History

Norway
- Name: SS Thorøy
- Operator: Bryde & Dahls Hvalfangerselskap A/S
- Builder: Newcastle upon Tyne
- Launched: 25 October 1893
- Completed: 1893
- Renamed: Snowflake until 1913; Kremlin until 1922; Velløy until 1925; Thorøy until 1947; Anne de France;
- Fate: Scrapped 12 January 1953

General characteristics
- Class & type: Steam merchant ship
- Tonnage: 2,671 grt

= SS Thorøy =

The SS Thorøy was a Norwegian steam merchant ship. She had an eventful life, surviving the First World War and going on to see action during the Second World War. During the latter conflict she sailed in a number of convoys, surviving air and "wolfpack" attacks.

==Career==
Thorøy was built in Newcastle upon Tyne in 1893, initially sailing under the name Snowflake. She was renamed Kremlin in 1913 and then Velløy in 1922. She was bought on 24 August 1925 by Bryde & Dahls Hvalfangerselskap A/S and renamed Thorøy.

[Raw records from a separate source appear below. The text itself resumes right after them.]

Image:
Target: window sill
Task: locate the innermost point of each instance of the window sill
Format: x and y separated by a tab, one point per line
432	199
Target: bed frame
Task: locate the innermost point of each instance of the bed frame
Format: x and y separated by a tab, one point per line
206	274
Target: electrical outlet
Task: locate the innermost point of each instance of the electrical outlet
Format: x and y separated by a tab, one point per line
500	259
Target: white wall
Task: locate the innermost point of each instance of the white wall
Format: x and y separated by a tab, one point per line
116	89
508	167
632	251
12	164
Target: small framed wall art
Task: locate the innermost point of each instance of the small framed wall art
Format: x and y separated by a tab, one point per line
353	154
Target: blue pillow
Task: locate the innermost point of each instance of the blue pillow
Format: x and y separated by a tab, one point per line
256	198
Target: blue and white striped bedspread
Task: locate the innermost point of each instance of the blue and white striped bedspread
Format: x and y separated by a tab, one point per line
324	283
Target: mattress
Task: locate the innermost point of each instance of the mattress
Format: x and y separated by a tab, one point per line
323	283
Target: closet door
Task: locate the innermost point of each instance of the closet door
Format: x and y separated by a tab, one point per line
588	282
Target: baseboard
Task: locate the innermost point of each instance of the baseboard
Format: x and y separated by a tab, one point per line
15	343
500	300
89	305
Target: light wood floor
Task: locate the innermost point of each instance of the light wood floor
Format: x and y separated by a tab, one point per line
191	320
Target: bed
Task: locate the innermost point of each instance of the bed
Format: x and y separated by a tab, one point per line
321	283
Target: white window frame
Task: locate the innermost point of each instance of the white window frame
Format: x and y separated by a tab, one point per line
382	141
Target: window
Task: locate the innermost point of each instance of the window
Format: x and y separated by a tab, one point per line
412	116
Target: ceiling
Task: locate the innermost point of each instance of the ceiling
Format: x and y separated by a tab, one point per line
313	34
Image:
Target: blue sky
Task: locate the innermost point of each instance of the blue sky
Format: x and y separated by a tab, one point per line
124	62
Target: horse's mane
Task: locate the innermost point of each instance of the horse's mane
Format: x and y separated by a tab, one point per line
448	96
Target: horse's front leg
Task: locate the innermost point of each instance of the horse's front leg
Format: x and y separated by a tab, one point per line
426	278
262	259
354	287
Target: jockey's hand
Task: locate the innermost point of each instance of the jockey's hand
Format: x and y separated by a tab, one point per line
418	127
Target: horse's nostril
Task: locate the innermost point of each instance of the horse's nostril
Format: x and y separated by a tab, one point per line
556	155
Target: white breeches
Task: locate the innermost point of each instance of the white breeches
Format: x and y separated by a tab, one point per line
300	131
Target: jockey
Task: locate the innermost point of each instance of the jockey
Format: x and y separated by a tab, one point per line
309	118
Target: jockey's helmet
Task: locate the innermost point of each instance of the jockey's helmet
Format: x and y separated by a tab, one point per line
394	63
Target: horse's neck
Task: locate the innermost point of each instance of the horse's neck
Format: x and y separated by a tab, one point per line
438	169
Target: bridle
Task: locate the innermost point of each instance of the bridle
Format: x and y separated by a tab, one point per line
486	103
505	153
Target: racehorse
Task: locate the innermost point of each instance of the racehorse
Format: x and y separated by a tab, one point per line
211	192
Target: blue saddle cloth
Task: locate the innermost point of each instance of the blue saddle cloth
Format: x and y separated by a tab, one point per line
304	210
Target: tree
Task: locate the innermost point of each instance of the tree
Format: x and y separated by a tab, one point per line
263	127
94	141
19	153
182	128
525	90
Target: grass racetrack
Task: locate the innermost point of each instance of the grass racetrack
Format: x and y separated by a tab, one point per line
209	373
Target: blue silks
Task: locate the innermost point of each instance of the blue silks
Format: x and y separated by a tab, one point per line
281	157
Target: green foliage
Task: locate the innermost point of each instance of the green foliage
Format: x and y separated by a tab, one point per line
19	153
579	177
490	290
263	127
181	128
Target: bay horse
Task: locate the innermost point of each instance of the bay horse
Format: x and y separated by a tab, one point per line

She survived in allied hands after the German invasion of Norway in April 1940, and was soon pressed into service to bring supplies to the UK. She often travelled in convoy to lessen the risk of attacks by German U-boats. Her first convoy was as part of OA 169, which sailed from Southend on 17 June 1941. The convoy reached its dispersion point on 19 June and Thorøy made her way to Falmouth.

In October she was involved in a transatlantic convoy, SC 7. She left Sydney, Nova Scotia on 5 October bound for UK ports with a cargo of fuel oil. The convoy was attacked and its escorts overwhelmed during its crossing by a number of U-boats utilising "wolfpack" tactics. Thorøy was one of the few to make it to port unscathed. She spent most of the rest of the war travelling in short distance convoys between Milford Haven and Portsmouth, carrying fuel from the refineries at Milford Haven to the naval base at Portsmouth. She was at Avonmouth on 17 January 1941 when the port came under air attack. Thorøy was hit and damaged by a bomb, but was later repaired and returned to service. She survived the war and was sold on 8 April 1947 to Laurent Reboul & Gabriel Couteaux, of Istanbul, and was renamed Anne de France.